Traders “can still have a bullish thesis but realize surviving the next month is mission critical,” said Rebecca Babin, a senior energy trader at CIBC Private Wealth. “Many investors are in survival mode here.”
The 14% rout in prices since early this month reflects the mad rush for the exits as investors dumped futures. That forced Wall Street banks and other financial firms to cover their positions in the options market, accelerating the selloff.
While top oil traders, from Trafigura Group to Pierre Andurand, continue to argue that prices will likely rebound soon, many aren’t actually taking on those positions. Instead, bearish speculators appear to be in the driver’s seat.
Andurand said in a March 23 tweet that holding oil was “the least fashionable thing on the planet at the moment.” His main Andurand Commodities Discretionary Enhanced Fund has tumbled about 40% this year, according to people with knowledge of the matter who asked not to be identified discussing private data.
Oil-price optimists point out that some of the current market weakness comes as Russian oil exports remain stubbornly high and French refinery strikes keep crude supplies ample, factors that could fade away in coming weeks.
And of course while cheap oil is painful for the traders sitting on bullish positions, consumers stand to benefit if prices stay muted. That could also potentially reduce pressure on inflation and ease the Federal Reserve’s job of getting broader price increases under control.
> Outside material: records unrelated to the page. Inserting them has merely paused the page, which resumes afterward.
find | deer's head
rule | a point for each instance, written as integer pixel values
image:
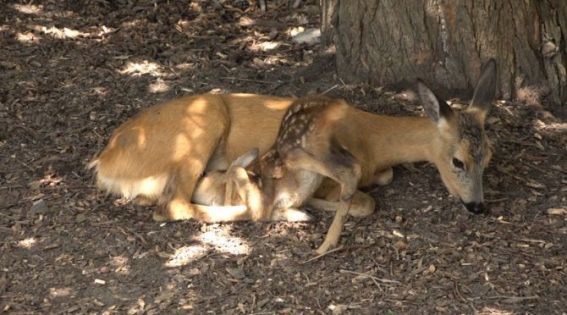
(462, 148)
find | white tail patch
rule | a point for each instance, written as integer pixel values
(152, 186)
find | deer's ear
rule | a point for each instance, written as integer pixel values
(437, 109)
(246, 159)
(485, 89)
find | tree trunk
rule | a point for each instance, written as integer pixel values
(444, 42)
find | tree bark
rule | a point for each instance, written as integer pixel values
(444, 42)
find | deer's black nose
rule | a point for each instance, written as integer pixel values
(475, 207)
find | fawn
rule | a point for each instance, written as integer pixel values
(286, 177)
(163, 152)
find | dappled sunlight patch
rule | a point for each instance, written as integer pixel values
(215, 238)
(27, 38)
(554, 127)
(62, 33)
(186, 254)
(27, 243)
(28, 8)
(265, 46)
(493, 311)
(121, 265)
(221, 240)
(136, 69)
(60, 292)
(159, 86)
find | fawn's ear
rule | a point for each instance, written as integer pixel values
(485, 89)
(437, 109)
(246, 159)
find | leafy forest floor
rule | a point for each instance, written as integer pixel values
(72, 71)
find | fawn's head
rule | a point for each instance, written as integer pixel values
(463, 150)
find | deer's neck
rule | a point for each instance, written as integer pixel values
(390, 140)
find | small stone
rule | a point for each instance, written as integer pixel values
(310, 36)
(401, 245)
(236, 272)
(80, 218)
(39, 207)
(431, 269)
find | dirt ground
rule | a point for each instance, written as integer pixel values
(72, 71)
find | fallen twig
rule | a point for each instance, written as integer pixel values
(324, 254)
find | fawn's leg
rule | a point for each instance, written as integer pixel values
(362, 204)
(341, 167)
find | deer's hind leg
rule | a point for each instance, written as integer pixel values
(341, 166)
(362, 204)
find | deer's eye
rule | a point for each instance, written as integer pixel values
(458, 164)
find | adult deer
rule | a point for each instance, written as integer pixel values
(163, 152)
For now, markets are showing little conviction in a rally later this year. One gauge of oil market health — the spread between US futures for immediate delivery and 6 months in the future — is narrowing as traders price in smaller increases ahead. And the gap between December 2023 and December 2024 has slumped to near the tightest this year.
In the options market, one player spent $60 million on a single options trade betting that US crude would slump to $60 a barrel between July and October. The trade was one of the most expensive of the year, dealers said.
“Fundamentals suggest higher prices, and there remain plenty of bulls in the market,” said Michael Tran, managing director at RBC Capital Markets. “But the macro-induced elevated fear factor has led to positioning paralysis.”